Let’s say a party needs to decide whether they support building a new national park. Someone has to research whether that park is a good idea, the ecological benefits, the sociological repercussions to those who live nearby, or perhaps the lost economic potential. From complex foreign-policy initiatives to local-development issues, there’s a researcher behind all that.
(I’m looking for a good online story of a PhD who became a political advisor, but I can’t find one. I’ll reach out to someone I know to see if I can get an interview for the future.)
Or, if it’s more your cup of tea, you could get paid to research in a library like the Library of Congress or the Library of Parliament in Canada, both of which hire full-time researchers for various tasks—often to help politicians and their staffers do research.
8. International Bodies
If you don’t want to research domestically, how about international bodies? The UN, World Bank, World Economic Forum, and a zillion other international bodies all hire researchers for different tasks.
Okay, I’ve held off on mentioning this til now. If the neoliberalism of the university pissed you off, you might not love working for a hedge fund. But I’d be remiss if I didn’t mention that you can get paid to research in this environment too. There are tons of researchers working in finance, and it’s not just numbers.

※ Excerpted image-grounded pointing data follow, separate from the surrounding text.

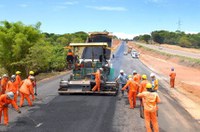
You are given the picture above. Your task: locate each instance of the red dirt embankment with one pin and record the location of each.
(188, 78)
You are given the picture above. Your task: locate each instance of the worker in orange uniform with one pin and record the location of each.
(154, 82)
(172, 77)
(5, 100)
(4, 82)
(132, 91)
(31, 73)
(18, 80)
(142, 88)
(122, 78)
(12, 87)
(137, 78)
(26, 90)
(151, 99)
(97, 80)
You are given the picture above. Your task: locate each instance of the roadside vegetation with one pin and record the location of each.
(187, 61)
(174, 38)
(25, 48)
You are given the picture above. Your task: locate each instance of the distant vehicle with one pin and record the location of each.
(135, 54)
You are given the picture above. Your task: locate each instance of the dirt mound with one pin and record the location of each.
(187, 80)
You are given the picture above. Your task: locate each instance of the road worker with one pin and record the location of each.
(172, 77)
(26, 90)
(97, 80)
(137, 78)
(31, 74)
(12, 87)
(122, 78)
(4, 82)
(70, 58)
(5, 100)
(142, 88)
(151, 99)
(18, 80)
(132, 91)
(154, 81)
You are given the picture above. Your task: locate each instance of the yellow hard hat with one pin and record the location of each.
(144, 76)
(129, 76)
(31, 73)
(18, 72)
(148, 85)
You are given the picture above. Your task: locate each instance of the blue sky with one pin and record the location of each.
(124, 18)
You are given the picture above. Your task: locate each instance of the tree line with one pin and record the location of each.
(174, 38)
(25, 47)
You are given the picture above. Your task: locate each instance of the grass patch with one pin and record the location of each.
(182, 59)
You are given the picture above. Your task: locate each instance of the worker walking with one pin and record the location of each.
(132, 91)
(154, 82)
(151, 99)
(18, 80)
(137, 78)
(142, 88)
(172, 77)
(4, 82)
(12, 87)
(122, 78)
(5, 100)
(26, 90)
(97, 80)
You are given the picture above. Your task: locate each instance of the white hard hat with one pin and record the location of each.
(10, 95)
(121, 71)
(152, 75)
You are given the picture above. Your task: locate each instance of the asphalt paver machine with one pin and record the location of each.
(95, 55)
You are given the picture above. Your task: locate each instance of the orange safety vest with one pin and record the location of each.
(27, 87)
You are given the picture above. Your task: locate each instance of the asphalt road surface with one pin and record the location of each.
(88, 113)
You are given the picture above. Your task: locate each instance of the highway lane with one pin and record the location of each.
(83, 113)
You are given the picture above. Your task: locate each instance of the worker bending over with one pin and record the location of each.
(151, 99)
(5, 100)
(132, 91)
(172, 77)
(26, 90)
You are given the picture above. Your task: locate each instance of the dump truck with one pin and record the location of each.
(96, 54)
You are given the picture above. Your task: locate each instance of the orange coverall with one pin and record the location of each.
(4, 102)
(12, 87)
(137, 79)
(26, 90)
(132, 92)
(4, 82)
(150, 109)
(172, 78)
(155, 84)
(18, 81)
(97, 80)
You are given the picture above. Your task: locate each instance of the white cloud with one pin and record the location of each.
(23, 5)
(107, 8)
(124, 35)
(70, 2)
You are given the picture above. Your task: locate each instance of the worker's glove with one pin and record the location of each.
(19, 111)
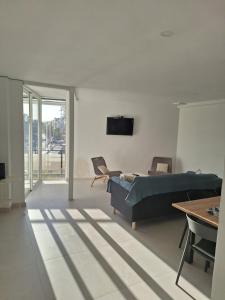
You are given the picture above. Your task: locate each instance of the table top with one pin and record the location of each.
(198, 209)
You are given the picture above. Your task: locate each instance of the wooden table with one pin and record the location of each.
(198, 209)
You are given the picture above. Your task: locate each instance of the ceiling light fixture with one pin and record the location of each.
(167, 33)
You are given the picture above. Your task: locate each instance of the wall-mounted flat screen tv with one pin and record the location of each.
(119, 126)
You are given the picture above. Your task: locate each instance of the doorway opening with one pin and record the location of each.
(45, 140)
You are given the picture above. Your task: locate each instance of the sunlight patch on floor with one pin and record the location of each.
(105, 269)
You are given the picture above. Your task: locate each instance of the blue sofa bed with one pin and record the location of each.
(152, 196)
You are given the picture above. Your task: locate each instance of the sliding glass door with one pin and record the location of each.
(26, 126)
(35, 141)
(31, 119)
(44, 139)
(53, 139)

This type of research also takes people who are good at making judgement calls on where foreign economies are going, whether a war is likely to break out in the Middle East, or whether the housing market is going to collapse.
There’s some overlap here—my think tank was non-profit. But various not-for-profits hire researchers too. The money isn’t always the best (sometimes it is), but if you’re driven by a cause you can spend your days researching awesome subjects like women’s economic empowerment, equal access to buildings, or how to support at-risk youth. These organizations often have advocacy functions too, so you can sometimes see your research lead the charge for social change.
11. Granting Bodies
There are big granting bodies in every field and country: the National Science Foundation, the National Institutes of Health, the National Endowment for the Humanities, or in Canada, the Social Sciences and Humanities Research Council, the Natural Sciences and Engineering Research Council, etc. Many of these bodies hire PhDs, sometimes exclusively, especially for things like proposal evaluation, grant administration, as project officers, and so on.
This is just a quick list of places you can get paid to do research outside of academia… so if you’re terrified to make the jump out of the university, fear not! If you love research, you can do that! Let me know any other places you think of that you can get paid to research!